Almofarreh Anas M, Sheerah Haytham A, Arafa Ahmed, Algori Fairuz A, Almutairi Ghonem R, Alenzi Kafi A, Al-Alsehemi Madiha M, Mekwar Banan H, Alzeer Osama, Molla Haneen N
Assistant Deputyship for Health Investment Development, Ministry of Health, Riyadh 11451, Saudi Arabia.
Office of the Vice Minister of Health, Ministry of Health, Riyadh 11451, Saudi Arabia.
Life (Basel). 2024 Nov 21;14(12):1524. doi: 10.3390/life14121524.
Inflammatory bowel diseases (IBD), including ulcerative colitis (UC) and Crohn's disease (CD), are chronic conditions with complex etiologies that may involve dietary factors. This study investigates the association between fruit and vegetable consumption and the risk of UC and CD, focusing on gender-specific differences.
A hospital-based case-control study, comprising 158 UC patients (93 men and 65 women), 245 CD patients (167 men and 78 women), and 395 controls without IBD (256 men and 139 women), was conducted in Riyadh, Saudi Arabia. Fruit and vegetable consumption data were gathered through a self-administered questionnaire distributed before diagnosis. Logistic regression analysis was applied to estimate the odds ratios (ORs) and 95% confidence intervals (95% CIs) for UC and CD among the participants reporting the daily consumption of fruits and vegetables.

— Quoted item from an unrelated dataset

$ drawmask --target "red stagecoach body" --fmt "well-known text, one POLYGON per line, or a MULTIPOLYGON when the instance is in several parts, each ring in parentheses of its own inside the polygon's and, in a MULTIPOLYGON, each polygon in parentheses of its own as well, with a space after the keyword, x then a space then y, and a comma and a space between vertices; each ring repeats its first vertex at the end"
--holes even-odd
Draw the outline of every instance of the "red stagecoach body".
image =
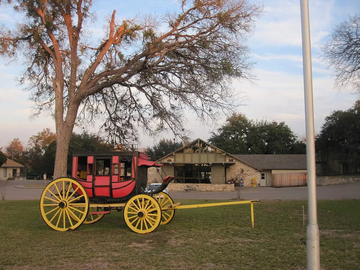
MULTIPOLYGON (((90 200, 107 202, 125 201, 143 193, 148 168, 163 166, 149 161, 144 153, 130 151, 74 153, 72 164, 72 176, 84 188, 90 200)), ((162 189, 173 179, 165 177, 162 189)))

Among men, daily vegetable consumption was associated with higher odds of UC in the age-adjusted model [OR (95% CI): 1.78 (1.02, 3.10)], but this association became non-significant after further adjustment for body mass index, smoking, anemia, and elevated liver enzymes [OR (95% CI): 1.70 (0.91, 3.18)]. No significant associations were observed between vegetable consumption and CD. In contrast, the women who consumed vegetables every day had a non-significant inverse association with UC and a significant inverse association with CD in both the age-adjusted and multivariable-adjusted models [ORs (95% CIs): 0.44 (0.23, 0.87) and 0.41 (0.20, 0.84), respectively]. Fruit consumption was neither associated with UC nor CD in either sex.
Daily vegetable consumption was significantly associated with decreased odds of CD among women, but not men, highlighting potential sex-specific dietary influences on IBD risk.
炎症性肠病(IBD),包括溃疡性结肠炎(UC)和克罗恩病(CD),是病因复杂的慢性疾病,可能涉及饮食因素。本研究调查水果和蔬菜摄入量与UC和CD风险之间的关联,重点关注性别差异。
在沙特阿拉伯利雅得开展了一项基于医院的病例对照研究,包括158例UC患者(93名男性和65名女性)、245例CD患者(167名男性和78名女性)以及395名无IBD的对照者(256名男性和139名女性)。通过在诊断前发放的自填问卷收集水果和蔬菜摄入量数据。应用逻辑回归分析来估计报告每日食用水果和蔬菜的参与者中UC和CD的比值比(OR)及95%置信区间(95%CI)。
在男性中,年龄调整模型显示每日食用蔬菜与UC风险增加相关[OR(95%CI):1.78(1.02,3.10)],但在进一步调整体重指数、吸烟、贫血和肝酶升高后,这种关联变得不显著[OR(95%CI):1.70(0.91,3.18)]。未观察到蔬菜摄入量与CD之间存在显著关联。相比之下,在年龄调整模型和多变量调整模型中,每日食用蔬菜的女性与UC呈非显著负相关,与CD呈显著负相关[OR(95%CI)分别为:0.44(0.23,0.87)和0.41(0.20,0.84)]。水果摄入量在两性中均与UC和CD无关。
每日食用蔬菜与女性而非男性的CD风险降低显著相关,突出了饮食对IBD风险的潜在性别特异性影响。